紫苑はいつもの雑居ビルの前に立った。珈琲店は店じまいで、二階の窓は閉まっている。足元には、三本足のミィちゃんがついて来ている。
紫苑は、自分の腹をさすった。お腹、空いたな。帰ったら夕飯の支度をしよう。アレクだってお腹を空かせて帰ってくるに違いない。それにこの空腹だって、寂寥の一因だと思う。
事務所のドアに鍵を差す。
……開いている?
紫苑は、恐る恐るドアを開け、応接間兼リビングへそろりと歩いた。
机のディスプレイが光っている。紫苑は誰かいるのではないかと警戒しつつ、ディスプレイの前に座った。

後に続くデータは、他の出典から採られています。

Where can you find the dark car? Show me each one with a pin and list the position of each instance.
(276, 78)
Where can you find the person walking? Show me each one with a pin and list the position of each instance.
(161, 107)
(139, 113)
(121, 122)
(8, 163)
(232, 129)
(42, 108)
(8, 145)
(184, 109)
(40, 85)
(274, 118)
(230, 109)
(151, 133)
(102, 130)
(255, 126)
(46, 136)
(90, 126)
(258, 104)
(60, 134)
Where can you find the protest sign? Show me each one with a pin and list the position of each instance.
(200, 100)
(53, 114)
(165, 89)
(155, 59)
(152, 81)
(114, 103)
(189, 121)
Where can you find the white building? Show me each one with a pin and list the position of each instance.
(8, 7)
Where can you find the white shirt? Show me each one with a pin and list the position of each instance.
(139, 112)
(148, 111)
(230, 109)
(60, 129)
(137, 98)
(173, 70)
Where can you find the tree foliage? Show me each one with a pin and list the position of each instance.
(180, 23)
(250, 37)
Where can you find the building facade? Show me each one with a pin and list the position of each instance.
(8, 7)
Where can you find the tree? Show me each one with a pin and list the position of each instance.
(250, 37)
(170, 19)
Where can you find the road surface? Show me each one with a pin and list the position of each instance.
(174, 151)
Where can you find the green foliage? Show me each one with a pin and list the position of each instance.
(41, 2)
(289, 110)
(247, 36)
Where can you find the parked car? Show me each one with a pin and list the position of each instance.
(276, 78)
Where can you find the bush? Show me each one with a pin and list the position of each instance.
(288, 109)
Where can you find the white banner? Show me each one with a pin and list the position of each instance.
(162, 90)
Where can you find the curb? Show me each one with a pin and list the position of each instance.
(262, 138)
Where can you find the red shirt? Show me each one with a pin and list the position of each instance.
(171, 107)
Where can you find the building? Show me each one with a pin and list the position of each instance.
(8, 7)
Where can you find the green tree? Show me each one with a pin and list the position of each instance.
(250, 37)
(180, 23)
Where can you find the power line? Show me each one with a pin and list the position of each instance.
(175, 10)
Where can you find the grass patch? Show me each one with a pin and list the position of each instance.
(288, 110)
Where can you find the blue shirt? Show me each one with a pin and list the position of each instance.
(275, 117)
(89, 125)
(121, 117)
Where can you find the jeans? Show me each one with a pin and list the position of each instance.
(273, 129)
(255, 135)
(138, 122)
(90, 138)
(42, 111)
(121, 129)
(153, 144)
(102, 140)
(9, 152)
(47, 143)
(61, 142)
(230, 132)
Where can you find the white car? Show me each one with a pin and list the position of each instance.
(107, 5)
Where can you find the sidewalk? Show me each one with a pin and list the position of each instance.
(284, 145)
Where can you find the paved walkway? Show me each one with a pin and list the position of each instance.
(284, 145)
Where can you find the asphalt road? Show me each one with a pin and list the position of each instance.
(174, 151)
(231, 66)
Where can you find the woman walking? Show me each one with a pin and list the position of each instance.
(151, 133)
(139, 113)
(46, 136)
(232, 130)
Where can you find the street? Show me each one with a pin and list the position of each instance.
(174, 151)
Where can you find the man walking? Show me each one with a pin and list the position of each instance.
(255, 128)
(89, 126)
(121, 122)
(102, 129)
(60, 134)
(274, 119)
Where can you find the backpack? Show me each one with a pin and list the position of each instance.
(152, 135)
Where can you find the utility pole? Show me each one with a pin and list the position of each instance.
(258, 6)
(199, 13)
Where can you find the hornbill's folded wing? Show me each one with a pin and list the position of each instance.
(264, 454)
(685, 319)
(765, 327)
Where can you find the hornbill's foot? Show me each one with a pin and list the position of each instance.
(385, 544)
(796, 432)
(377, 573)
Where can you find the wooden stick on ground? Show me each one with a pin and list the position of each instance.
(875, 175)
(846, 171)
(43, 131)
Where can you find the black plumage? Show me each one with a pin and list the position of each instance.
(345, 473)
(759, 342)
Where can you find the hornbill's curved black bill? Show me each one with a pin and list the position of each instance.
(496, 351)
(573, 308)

画面には、横書きの文書が展開されていた。兄、折笠悠の書いたものらしい。
「お兄ちゃんの、日記?」
初期化されたはずのPCにデータが入っている。机上に金のブレスレットが置いてあった。
嫌な予感がした。しかし紫苑は、寄る辺を求めるように文書を読み始めていた。